Discover quests – Discover stories, uploaded by popular media outlets like BuzzFeed and Mashable, beckon users on quests, where they are asked to take actions like coloring items, snap and send, or otherwise consume pointless material and waste what could have been valuable time.

Filters – Another popular feature, especially amongst girls and women, are the Snapchat filters, which renders selfies that mask skin flaws and make them look younger, thinner, sexier, etc. Rarely a day goes by you that don’t see someone post a Snapchat-filtered selfie on Instagram or Facebook.

 

Does Snapchat have a positive social impact?

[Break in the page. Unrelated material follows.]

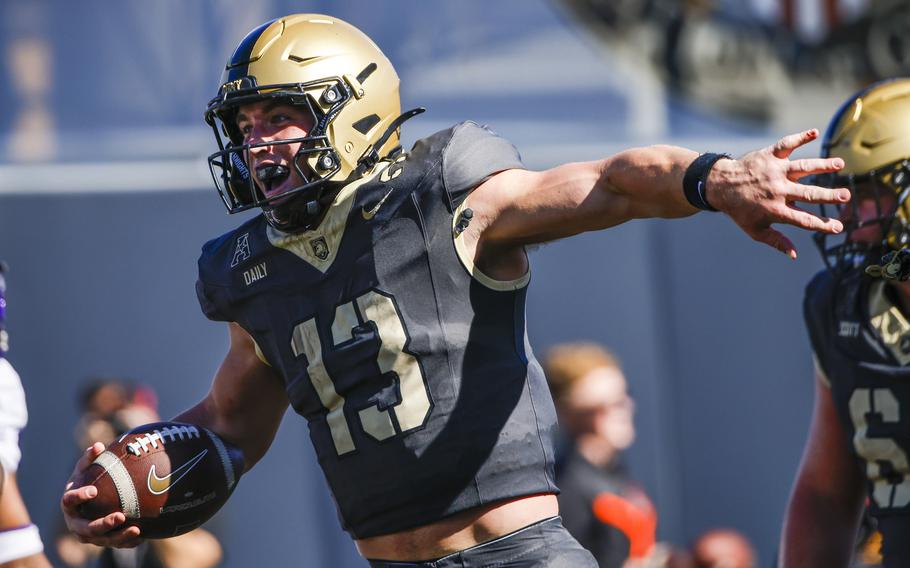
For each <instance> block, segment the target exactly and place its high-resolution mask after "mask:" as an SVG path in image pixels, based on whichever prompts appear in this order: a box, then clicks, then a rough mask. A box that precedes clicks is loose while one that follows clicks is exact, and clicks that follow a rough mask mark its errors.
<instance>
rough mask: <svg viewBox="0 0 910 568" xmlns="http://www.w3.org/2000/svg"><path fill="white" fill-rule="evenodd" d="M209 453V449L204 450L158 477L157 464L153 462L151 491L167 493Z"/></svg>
mask: <svg viewBox="0 0 910 568" xmlns="http://www.w3.org/2000/svg"><path fill="white" fill-rule="evenodd" d="M207 453H209V451H208V450H202V451H201V452H199V453H198V454H196V455H195V456H193V457H192V458H190V459H189V460H188V461H187V462H186V463H184V464H183V465H181V466H180V467H178V468H177V469H175V470H173V471H172V472H171V473H169V474H167V475H165V476H164V477H158V475H157V474H156V473H155V464H152V468H151V469H150V470H149V479H148V486H149V491H151V492H152V495H161V494H162V493H165V492H166V491H167V490H168V489H170V488H171V487H173V486H174V485H176V484H177V482H178V481H180V480H181V479H183V477H184V476H185V475H186V474H188V473H189V472H190V470H192V469H193V468H194V467H196V464H198V463H199V462H200V461H202V458H204V457H205V454H207ZM175 475H176V476H177V477H176V479H173V480H172V479H171V478H172V477H174V476H175Z"/></svg>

Or is it social crack?

Like the food industry has figured out how to exploit primitive human desires and encourage excessive consumption with distilled versions of food like refined sugars, salt, and fat, so has Snapchat figured out how to exploit young people’s primitive social triggers and capitalize on it.

In attention economy where companies win by getting our time – and in our culture where children are raised from toddlerhood on wireless mobile devices outfitted with social apps – we need to wake up and realize what is happening. Snapchat is currently valued at over $20 billion. Social crack is big business.

The tech industry has a responsibility to acknowledge the downside of new technologies. We have to ask ourselves whether gamified social platforms like Snapchat are technologies that benefit or harm the end user. What do users get in return for their time and attention? Anxiety, increased social expectations, inappropriate conduct, bullying, and addictions that rob them from experiencing life organically.

The fact of the matter is that the focus of social applications should be on improving life for users, not causing more addictions. Social media engineering and marketing should be beneficial or at the very least benign. Companies need to consider the long-term impact of their products and services and the collateral damage they cause.

 

The time is now for the development of ethical software

As a technology expert with 20 years in the industry and a father of two teenagers, I am an advocate for positive design. The Medium changes the way we interact. Rather than allowing social technologies to hijack our children (or our own time, for that matter) – we must raise awareness for moral integrity in software design.

Products should help us spend our time well and improve our lifestyle. We don’t need to unplug completely, just prune and refine the good to make it better and discard the harmful.

There is a growing number of thought leaders who agree. Tristan Harris, a former product philosopher at Google, is leading a new movement that seeks to change the fundamentals of software design. His advocacy group Time Well Spent urges product developers to adopt a “Hippocratic oath” for software that restores people’s free agency. Harris notes in The Atlantic: “There needs to be new ratings, new criteria, new design standards, new certification standards. There is a way to design based not on addiction.”